TORONTO, Ont. — Canadian Trucking Alliance (CTA) chief, David Bradley, is warning that 2005 will not be as strong a year for the trucking industry as 2003-2004.
He made the comments at the annual logistics conference of a major food products distributor yesterday.
"There can be no denying, that even prior to the fall-out from Hurricane Katrina, 2005 was shaping up to be a bit of a retreat from the buoyant performance of 2003-04 for many segments of the trucking industry," Bradley said. However, he added "despite the softening of economic activity in most of the country and the fact that some carriers have felt pressured to give back some of the financial gains made in the previous two years, it is only a matter of time before the reality of continued cost increases for trucking labour, fuel and equipment set in and are fully passed on."
Bradley said the market has taken two steps forward and one step back.
"the capacity situation which precipitated the long-awaited, broad-based upward momentum in freight rates and accessorial charges in 2003-04, is not going to dissipate just because the economy takes a breather; in fact, the driver shortage is only going to get worse and barring a complete collapse in the North American economy this will absorb any capacity that might be freed up," Bradley predicted.
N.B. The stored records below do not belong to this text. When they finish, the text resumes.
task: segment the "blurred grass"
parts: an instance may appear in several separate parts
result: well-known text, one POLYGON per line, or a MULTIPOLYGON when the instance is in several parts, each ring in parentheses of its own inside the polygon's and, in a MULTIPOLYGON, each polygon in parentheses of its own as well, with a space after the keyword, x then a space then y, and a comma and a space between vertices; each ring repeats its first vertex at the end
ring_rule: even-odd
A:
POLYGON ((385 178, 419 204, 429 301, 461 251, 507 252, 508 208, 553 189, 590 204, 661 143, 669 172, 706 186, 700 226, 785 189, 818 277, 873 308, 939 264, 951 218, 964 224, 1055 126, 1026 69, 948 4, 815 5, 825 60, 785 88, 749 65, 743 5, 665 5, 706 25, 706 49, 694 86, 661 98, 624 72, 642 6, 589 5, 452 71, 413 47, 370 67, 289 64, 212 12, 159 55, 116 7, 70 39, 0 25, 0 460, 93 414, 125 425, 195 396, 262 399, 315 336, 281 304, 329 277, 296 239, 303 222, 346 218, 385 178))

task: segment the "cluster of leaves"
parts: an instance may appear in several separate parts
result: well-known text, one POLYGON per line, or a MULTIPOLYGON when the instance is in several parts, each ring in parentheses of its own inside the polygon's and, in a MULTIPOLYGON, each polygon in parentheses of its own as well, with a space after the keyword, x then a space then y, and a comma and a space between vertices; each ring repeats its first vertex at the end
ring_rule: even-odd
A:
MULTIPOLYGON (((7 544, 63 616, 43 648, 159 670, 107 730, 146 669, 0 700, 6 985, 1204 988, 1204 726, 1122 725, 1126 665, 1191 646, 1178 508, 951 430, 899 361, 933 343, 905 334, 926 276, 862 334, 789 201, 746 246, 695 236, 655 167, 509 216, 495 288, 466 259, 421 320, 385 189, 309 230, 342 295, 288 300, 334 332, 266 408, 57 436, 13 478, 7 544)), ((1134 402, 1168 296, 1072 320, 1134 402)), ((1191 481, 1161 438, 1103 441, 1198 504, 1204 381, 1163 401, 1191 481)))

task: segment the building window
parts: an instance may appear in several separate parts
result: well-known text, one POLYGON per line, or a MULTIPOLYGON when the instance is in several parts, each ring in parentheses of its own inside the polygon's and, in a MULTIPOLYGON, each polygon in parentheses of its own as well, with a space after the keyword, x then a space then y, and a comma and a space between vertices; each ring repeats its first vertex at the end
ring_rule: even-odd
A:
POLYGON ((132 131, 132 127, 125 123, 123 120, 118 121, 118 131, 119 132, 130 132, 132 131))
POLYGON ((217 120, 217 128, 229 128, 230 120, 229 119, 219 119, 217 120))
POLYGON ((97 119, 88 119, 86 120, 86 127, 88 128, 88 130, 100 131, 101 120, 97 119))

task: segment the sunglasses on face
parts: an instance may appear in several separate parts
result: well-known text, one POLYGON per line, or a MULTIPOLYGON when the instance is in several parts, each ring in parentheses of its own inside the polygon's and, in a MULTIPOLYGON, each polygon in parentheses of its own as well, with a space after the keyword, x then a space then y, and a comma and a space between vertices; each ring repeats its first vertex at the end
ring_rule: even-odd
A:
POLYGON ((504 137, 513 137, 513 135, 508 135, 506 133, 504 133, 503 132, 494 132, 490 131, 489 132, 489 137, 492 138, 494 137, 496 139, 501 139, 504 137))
"Shippers who want to maintain a high level of transportation service, know that it is unrealistic to expect carriers who know their costs to be able to eat the kinds of operating cost increases we are presently experiencing. Those who don’t know their costs might try to undercut the market in an attempt to stay afloat, but they will not be around for long. It’s in no one’s interest to see those carriers drag the good companies down with them."